Look, this anti-OOP bias makes you lack a lot of design tools and ideas. OOP is just another implementation of these tools and ideas, but the ideas themselves are more high-level, general, and universal.
I think your comment would be more helpful if you could explain why it’s bad to want (this aspect of) OOP. After all, if OOP is a good thing then shoehorning into FP is a good thing! And the fact that it needs to be shoehorned is a weakness of FP.
I’ll carefully answer “yes”, but again, I would first to develop my position better to answer definitely
I’m curious. What difference does it make using
data CookingMethod next
= MakePizza (PizzaRecipe Pizza) (Pizza -> next)
| MakeSandwich (SandwichRecipe Sandwich) (Sandwich -> next)
| MakeRandomMeal (CookingMachine Meal -> next)
type CookingMachine a = Free CookingMethod a
in preference to
data CookingMethod' next
= MakePizza (PizzaRecipe Pizza) (Pizza -> next)
| MakeSandwich (SandwichRecipe Sandwich) (Sandwich -> next)
type CookingMachine' a = Free CookingMethod' a
data CookingMethod next
= MakePizza (PizzaRecipe Pizza) (Pizza -> next)
| MakeSandwich (SandwichRecipe Sandwich) (Sandwich -> next)
| MakeRandomMeal (CookingMachine' Meal -> next)

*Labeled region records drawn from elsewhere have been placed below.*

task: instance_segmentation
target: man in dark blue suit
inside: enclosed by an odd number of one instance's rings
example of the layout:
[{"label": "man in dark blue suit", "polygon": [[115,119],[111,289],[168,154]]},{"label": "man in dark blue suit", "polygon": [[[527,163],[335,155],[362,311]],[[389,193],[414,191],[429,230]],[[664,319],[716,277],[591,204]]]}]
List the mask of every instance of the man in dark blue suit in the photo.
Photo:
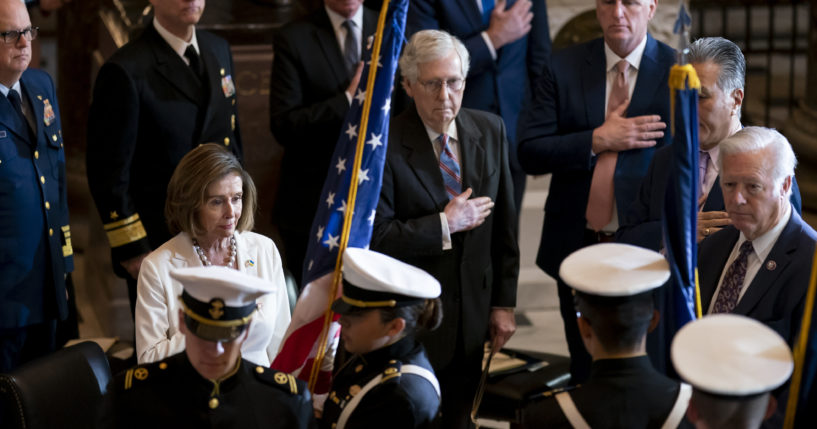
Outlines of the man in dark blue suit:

type CookingMachine a = Free CookingMethod a
Does the former have some important property that the latter does not have?
What do you know about my lack of design tools and idea?
I’ve been doing OOP for 15 years and FO for 10. I moved from OOP to FP for a reason and I remember at the time trying to implement all those OOP concepts which I thought were general until I realized they were not needed (or best avoided if possible).
I know the concepts you are defending, i was defending them 10 years ago.
I hope we can avoid making personal comments and stick to objective facts. Some more examples of OOP things that can’t be done in FP would be useful, as would objective arguments about why you shouldn’t want to do those OOP things (if any).